Thursday, 3 July 2025

De Afspraken van Anna (Chantal Akerman, 1978)

An image from the film The Meetings of Anna. Two women are sat in a booth in a café.

First released in 1975, Chantal Akerman's jaw-dropping masterpiece Jeanne Dielman, 23, quai du commerce, 1080 Bruxelles has since been voted the greatest film of all time; she followed it up with an avant-garde documentary, News from Home, before returning to narrative film with 1978's De Afspraken van Anna.  Variously known as Les Rendez-vous d'Anna and The Meetings of Anna, this introspective and contemplative film wasn't well received upon its initial release, but the decade since her death has seen much, if not all, of Akerman's work reappraised—hence Jeanne Dielman's meteoric rise in critical popularity—and De Afspraken van Anna has recently been restored in 4K by Belgium's Cinematek.

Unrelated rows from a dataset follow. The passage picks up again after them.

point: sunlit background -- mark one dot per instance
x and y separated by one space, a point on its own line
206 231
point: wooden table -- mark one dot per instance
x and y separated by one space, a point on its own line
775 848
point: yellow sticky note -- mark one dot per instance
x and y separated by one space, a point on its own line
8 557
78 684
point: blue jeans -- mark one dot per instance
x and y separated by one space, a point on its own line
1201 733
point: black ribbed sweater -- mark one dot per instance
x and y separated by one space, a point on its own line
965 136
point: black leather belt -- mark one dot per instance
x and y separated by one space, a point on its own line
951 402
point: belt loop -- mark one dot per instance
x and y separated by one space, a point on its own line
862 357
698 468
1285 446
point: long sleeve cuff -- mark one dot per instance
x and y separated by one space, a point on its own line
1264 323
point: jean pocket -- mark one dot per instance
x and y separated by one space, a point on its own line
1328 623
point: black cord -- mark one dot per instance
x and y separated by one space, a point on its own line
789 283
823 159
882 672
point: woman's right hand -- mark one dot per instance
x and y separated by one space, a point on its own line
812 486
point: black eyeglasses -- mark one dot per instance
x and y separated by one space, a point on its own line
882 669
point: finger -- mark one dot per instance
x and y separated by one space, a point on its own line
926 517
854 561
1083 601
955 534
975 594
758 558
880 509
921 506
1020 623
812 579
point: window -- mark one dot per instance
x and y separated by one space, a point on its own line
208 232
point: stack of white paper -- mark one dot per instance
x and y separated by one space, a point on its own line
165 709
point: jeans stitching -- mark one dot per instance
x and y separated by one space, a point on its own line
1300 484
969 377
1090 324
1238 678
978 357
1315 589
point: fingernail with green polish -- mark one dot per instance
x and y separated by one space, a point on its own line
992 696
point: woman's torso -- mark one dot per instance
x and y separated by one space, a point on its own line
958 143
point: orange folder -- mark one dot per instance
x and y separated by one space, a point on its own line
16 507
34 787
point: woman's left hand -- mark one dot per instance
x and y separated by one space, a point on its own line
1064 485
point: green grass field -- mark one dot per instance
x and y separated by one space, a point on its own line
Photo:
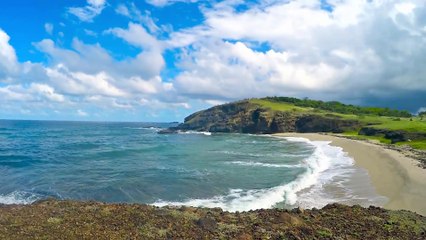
414 124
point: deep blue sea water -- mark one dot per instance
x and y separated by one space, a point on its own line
130 162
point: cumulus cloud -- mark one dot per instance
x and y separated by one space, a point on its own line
162 3
88 12
8 60
130 11
48 27
299 48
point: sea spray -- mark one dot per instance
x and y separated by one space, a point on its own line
323 157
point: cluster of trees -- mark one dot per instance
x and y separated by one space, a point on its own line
338 107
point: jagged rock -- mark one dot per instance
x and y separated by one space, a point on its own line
246 117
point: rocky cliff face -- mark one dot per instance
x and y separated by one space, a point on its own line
246 117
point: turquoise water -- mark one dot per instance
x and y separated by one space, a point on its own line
130 162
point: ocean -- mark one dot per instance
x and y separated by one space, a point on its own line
132 163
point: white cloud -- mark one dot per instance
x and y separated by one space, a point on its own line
88 12
162 3
359 48
82 113
132 12
48 27
8 60
137 36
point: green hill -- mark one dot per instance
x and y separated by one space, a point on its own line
283 114
383 120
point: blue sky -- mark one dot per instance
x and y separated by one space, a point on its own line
160 60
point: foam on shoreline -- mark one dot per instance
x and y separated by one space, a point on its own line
323 158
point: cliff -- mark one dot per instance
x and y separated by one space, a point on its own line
248 117
281 114
53 219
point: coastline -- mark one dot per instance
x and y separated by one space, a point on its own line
395 176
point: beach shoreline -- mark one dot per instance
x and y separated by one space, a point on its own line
393 175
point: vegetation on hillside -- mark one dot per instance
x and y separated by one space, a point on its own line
386 121
54 219
338 107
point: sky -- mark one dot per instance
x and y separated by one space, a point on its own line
160 60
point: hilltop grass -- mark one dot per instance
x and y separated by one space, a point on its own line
413 124
276 106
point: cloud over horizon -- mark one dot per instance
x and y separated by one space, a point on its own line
362 52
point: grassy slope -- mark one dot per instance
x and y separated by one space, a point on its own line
406 124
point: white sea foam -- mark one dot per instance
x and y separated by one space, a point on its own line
270 154
323 158
260 164
195 132
19 197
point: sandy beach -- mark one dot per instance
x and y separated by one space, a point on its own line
392 174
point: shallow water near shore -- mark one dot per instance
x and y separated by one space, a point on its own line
130 162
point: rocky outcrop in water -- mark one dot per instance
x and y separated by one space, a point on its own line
246 117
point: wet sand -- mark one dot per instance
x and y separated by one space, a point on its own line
392 174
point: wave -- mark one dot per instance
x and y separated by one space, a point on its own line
272 154
323 158
145 128
19 197
195 132
260 164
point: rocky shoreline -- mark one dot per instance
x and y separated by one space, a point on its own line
54 219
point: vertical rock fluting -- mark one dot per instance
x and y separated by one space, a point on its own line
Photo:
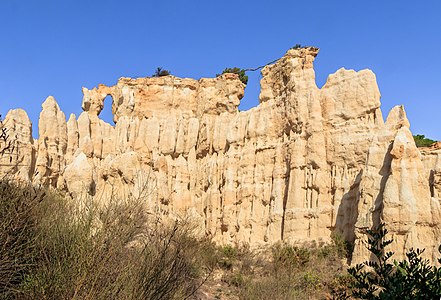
304 163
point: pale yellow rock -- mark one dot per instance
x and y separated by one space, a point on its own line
17 146
303 164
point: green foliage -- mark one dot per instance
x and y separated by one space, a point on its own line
241 72
50 248
422 141
161 72
412 278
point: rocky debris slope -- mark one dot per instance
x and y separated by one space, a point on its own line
304 163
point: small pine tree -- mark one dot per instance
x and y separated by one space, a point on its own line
161 72
241 72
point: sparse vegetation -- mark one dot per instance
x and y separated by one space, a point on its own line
51 249
412 278
422 141
240 72
161 72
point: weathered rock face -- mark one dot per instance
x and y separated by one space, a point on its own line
302 164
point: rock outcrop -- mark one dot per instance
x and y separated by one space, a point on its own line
304 163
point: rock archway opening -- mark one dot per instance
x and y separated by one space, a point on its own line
252 91
106 114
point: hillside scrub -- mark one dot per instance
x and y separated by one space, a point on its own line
51 249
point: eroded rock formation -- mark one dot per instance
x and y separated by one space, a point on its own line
304 163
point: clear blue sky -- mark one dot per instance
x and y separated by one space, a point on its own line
56 47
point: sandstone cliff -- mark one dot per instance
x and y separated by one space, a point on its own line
304 163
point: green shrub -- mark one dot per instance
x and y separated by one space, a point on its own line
241 72
412 278
50 248
422 141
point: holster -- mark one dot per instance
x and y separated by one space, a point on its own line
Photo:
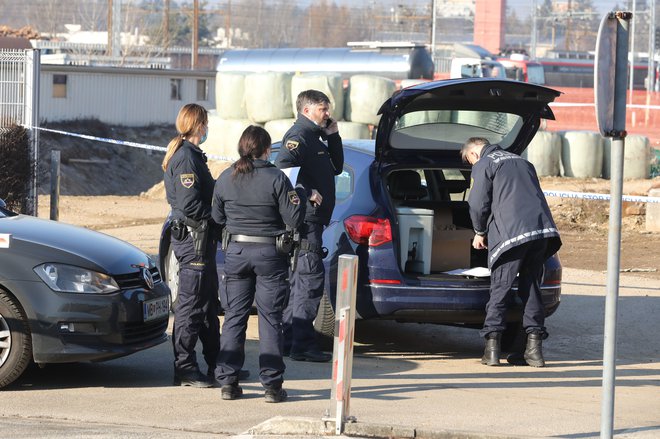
179 230
226 236
199 232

De Afspraken van Anna is an exploration of loneliness, disconnection and the search for meaning in a transient world.  The film focuses on, yep, Anna (Aurore Clément), a Belgian filmmaker and proxy for Akerman, as she treks across Europe to promote her latest movie.  The narrative structure is episodic, with Anna meeting various people over the course of her endless train journeys, including friends, strangers, lovers and relatives; each encounter reveals a different facet of Anna's interior life, but her sense of isolation remains constant.  These lengthy conversations are often marked by a lack of emotional connection—at least on Anna's part—reflecting the title character's own detachment from the world around her.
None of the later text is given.